Executive director for Aerojet's Southeast Space Operations division

Arthur Eugene "Gene" Goldman (born November 10, 1953) is the executive director for Aerojet's Southeast Space Operations division. Before retiring from NASA in August 2012, he last served as acting director of the Marshall Space Flight Center located in Huntsville, Alabama. He was appointed as acting director effective March 5, 2012, following the promotion of the previous director, Robert M. Lightfoot, Jr., to Acting Associate Administrator of NASA.

Goldman earned a bachelor's degree in civil engineering from Mississippi State University in 1977. Goldman joined NASA in 1990 as a project engineer in the Marshall Shuttle Project Integration Office.
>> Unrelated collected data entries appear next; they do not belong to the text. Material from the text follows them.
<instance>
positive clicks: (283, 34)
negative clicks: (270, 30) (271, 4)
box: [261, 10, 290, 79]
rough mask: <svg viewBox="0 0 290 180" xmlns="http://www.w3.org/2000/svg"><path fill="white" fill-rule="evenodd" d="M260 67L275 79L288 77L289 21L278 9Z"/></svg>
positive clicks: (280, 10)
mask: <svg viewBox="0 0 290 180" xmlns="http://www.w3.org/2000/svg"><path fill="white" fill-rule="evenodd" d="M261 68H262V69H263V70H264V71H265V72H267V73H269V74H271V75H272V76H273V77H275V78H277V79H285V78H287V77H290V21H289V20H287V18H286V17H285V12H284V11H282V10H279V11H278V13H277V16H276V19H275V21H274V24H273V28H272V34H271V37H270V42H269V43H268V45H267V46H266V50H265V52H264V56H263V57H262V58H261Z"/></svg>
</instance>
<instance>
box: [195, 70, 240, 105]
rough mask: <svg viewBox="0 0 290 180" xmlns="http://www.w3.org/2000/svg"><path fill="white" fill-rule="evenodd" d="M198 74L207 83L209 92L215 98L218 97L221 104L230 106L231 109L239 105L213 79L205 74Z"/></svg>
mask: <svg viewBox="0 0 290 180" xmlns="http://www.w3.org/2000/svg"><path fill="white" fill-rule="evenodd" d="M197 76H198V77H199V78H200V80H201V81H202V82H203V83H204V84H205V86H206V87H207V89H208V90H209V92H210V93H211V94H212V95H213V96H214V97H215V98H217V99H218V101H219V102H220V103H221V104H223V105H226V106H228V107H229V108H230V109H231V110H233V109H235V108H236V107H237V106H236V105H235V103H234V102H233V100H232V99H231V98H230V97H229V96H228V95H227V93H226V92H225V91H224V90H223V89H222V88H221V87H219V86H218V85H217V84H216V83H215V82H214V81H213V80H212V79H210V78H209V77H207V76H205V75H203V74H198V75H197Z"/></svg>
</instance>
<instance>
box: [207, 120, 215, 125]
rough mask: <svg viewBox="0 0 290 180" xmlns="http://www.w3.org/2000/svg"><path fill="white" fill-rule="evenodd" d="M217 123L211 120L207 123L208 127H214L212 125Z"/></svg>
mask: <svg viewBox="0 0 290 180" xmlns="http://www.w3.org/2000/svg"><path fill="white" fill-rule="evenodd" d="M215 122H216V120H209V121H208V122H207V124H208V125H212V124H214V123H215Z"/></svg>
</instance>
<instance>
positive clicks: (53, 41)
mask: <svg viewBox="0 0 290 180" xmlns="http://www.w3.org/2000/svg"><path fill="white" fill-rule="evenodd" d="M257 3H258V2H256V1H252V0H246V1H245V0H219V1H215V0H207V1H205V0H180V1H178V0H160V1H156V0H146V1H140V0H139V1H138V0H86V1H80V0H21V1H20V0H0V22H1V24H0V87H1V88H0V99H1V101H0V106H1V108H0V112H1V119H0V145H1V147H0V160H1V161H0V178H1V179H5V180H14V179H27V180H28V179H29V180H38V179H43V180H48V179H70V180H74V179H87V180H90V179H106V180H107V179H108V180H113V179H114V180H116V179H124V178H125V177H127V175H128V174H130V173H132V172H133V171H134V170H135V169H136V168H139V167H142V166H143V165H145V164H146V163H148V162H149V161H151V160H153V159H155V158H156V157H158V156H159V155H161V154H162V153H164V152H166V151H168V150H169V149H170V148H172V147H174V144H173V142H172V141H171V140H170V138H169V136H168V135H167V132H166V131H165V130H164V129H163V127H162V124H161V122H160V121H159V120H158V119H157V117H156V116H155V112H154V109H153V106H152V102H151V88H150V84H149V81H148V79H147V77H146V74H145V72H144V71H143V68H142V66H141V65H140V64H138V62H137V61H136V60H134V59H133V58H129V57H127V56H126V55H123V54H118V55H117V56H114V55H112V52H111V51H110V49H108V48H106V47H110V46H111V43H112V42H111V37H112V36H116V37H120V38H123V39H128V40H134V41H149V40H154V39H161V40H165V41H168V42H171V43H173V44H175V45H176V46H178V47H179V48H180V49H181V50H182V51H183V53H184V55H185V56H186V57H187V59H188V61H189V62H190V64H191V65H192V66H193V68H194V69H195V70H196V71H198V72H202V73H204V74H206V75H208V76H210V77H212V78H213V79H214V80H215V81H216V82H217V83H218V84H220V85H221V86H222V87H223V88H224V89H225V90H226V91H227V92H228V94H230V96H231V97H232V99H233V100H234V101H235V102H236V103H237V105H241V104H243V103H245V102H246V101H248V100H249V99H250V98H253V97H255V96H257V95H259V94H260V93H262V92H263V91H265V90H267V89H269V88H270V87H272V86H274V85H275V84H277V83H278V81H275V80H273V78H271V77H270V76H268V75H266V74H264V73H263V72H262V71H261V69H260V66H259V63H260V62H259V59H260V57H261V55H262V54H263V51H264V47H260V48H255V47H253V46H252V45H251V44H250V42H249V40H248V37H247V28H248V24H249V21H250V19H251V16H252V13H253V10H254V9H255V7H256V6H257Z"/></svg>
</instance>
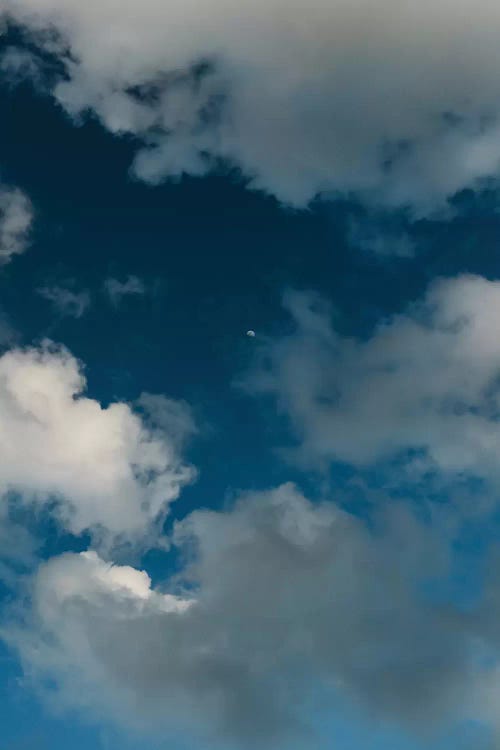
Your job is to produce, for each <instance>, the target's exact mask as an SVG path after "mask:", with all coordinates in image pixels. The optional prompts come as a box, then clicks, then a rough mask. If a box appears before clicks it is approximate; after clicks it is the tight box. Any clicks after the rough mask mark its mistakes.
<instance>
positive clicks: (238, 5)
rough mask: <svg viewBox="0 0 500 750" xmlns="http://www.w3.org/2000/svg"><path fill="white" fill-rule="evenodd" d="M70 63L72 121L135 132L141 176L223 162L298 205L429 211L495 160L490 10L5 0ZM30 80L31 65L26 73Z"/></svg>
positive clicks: (174, 172)
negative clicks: (357, 195) (225, 162)
mask: <svg viewBox="0 0 500 750" xmlns="http://www.w3.org/2000/svg"><path fill="white" fill-rule="evenodd" d="M1 11H3V13H4V14H5V16H6V17H7V18H8V19H10V20H12V21H14V22H15V23H18V24H21V25H22V26H23V27H24V29H25V30H27V31H28V32H31V33H32V39H35V40H36V41H37V43H38V45H39V47H40V48H42V50H43V52H44V53H45V52H48V53H50V54H52V55H55V56H56V57H57V58H58V60H59V62H61V63H62V64H63V66H64V68H65V74H64V75H63V76H61V78H60V79H59V82H58V83H56V85H55V87H54V95H55V97H56V99H57V100H58V101H59V103H61V104H62V105H63V107H64V108H65V109H66V110H67V111H68V112H69V113H70V114H72V115H73V116H75V117H77V118H79V117H80V116H82V115H84V114H85V113H87V112H92V113H93V114H95V115H96V116H97V117H98V118H99V119H100V120H101V122H102V123H103V124H104V125H105V126H106V127H107V128H108V129H109V130H110V131H112V132H114V133H118V134H133V135H134V136H137V137H138V139H140V140H142V143H143V147H142V148H140V150H139V152H138V154H137V158H136V160H135V163H134V171H135V174H136V175H138V176H139V177H141V178H142V179H145V180H147V181H149V182H153V183H154V182H158V181H161V180H163V179H165V178H175V177H178V176H179V175H181V174H183V173H190V174H195V175H200V174H205V173H206V172H207V171H208V170H209V169H211V168H212V167H213V166H214V165H217V164H218V163H219V162H220V160H223V161H229V163H231V164H232V165H234V166H236V167H237V168H239V169H240V170H241V171H242V173H243V174H244V176H245V177H246V178H248V180H249V182H250V185H251V186H252V187H254V188H257V189H262V190H265V191H267V192H269V193H272V194H274V195H276V196H277V197H278V198H279V199H280V200H282V201H284V202H285V203H288V204H291V205H294V206H304V205H306V204H307V203H308V202H309V201H310V200H311V199H312V198H314V196H315V195H316V194H318V193H323V194H336V193H338V192H341V193H344V194H350V193H351V192H352V191H354V192H356V193H358V194H361V195H362V196H364V197H365V198H367V199H369V200H371V201H375V202H377V203H382V204H384V205H388V206H391V205H401V204H408V205H410V206H412V207H413V208H414V209H415V210H416V212H417V213H419V214H425V213H428V212H432V211H434V210H435V209H436V208H441V207H443V205H445V204H446V199H447V198H448V197H449V196H450V195H452V194H454V193H455V192H456V191H459V190H461V189H462V188H464V187H466V186H474V185H476V184H477V183H478V182H480V181H481V180H483V179H485V178H497V176H498V172H499V159H500V128H499V114H500V91H499V86H498V75H497V71H498V68H499V63H500V50H499V47H498V43H497V40H498V32H499V30H500V10H499V8H498V7H497V4H496V3H494V2H491V0H479V2H478V3H476V4H475V5H474V9H473V12H472V11H471V7H470V3H468V2H467V1H466V0H453V2H451V1H450V0H438V2H431V1H430V0H423V2H419V3H413V4H407V3H406V4H405V3H394V2H389V0H382V1H381V2H379V3H377V4H376V5H374V4H373V3H369V2H368V1H367V0H364V2H361V3H352V2H346V0H335V1H334V2H329V3H327V2H323V1H322V0H313V2H310V3H307V5H306V4H304V3H301V2H297V0H286V2H285V0H271V1H270V2H269V1H266V2H264V0H258V2H254V3H252V4H250V5H249V4H246V3H227V2H225V1H224V0H203V2H199V1H197V2H195V1H194V0H188V2H185V1H184V0H183V2H179V0H175V1H174V2H168V3H165V2H161V0H141V2H139V0H126V1H125V2H123V3H120V4H119V7H118V5H117V4H116V2H115V1H114V0H101V1H99V2H97V0H89V1H88V2H85V3H82V2H79V1H78V0H1V2H0V12H1ZM30 75H32V73H30Z"/></svg>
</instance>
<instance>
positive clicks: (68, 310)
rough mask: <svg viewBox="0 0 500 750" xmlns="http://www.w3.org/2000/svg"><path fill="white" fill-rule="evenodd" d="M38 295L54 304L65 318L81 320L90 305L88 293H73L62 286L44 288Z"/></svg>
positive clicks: (55, 286)
mask: <svg viewBox="0 0 500 750" xmlns="http://www.w3.org/2000/svg"><path fill="white" fill-rule="evenodd" d="M37 291H38V294H40V295H41V296H42V297H45V299H47V300H49V302H52V304H53V305H54V307H55V308H56V310H57V311H58V312H59V313H60V314H61V315H63V316H68V317H71V318H81V317H82V315H83V314H84V312H85V311H86V310H87V309H88V307H89V305H90V294H89V293H88V292H87V291H81V292H73V291H72V290H71V289H66V288H64V287H60V286H44V287H41V288H40V289H38V290H37Z"/></svg>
Goldman currently serves as the BWXT Director of NASA Programs.

==Awards and honors==
Over the course of Goldman's NASA career, he has been honored multiple times for his work with the agency. In 2002, he was awarded the NASA Exceptional Achievement Medal for "advocacy of small business". In 2007, he received the NASA Outstanding Leadership Medal for his work as main engine project manager for the Space Shuttle program. In 2010, he was presented the Presidential Rank Award for "sustained extraordinary accomplishment" with NASA. Goldman was inducted into the Meridian Community College Hall of Fame in 2010 for career achievement.

==After NASA==
On July 9, 2012, Aerojet announced that Goldman would be leaving NASA on August 3, 2012, to become the executive director for its Southeast Space Operations division effective August 6, 2012. Marshall's associate director for management, Robin Henderson, replaced Goldman as acting director of the center.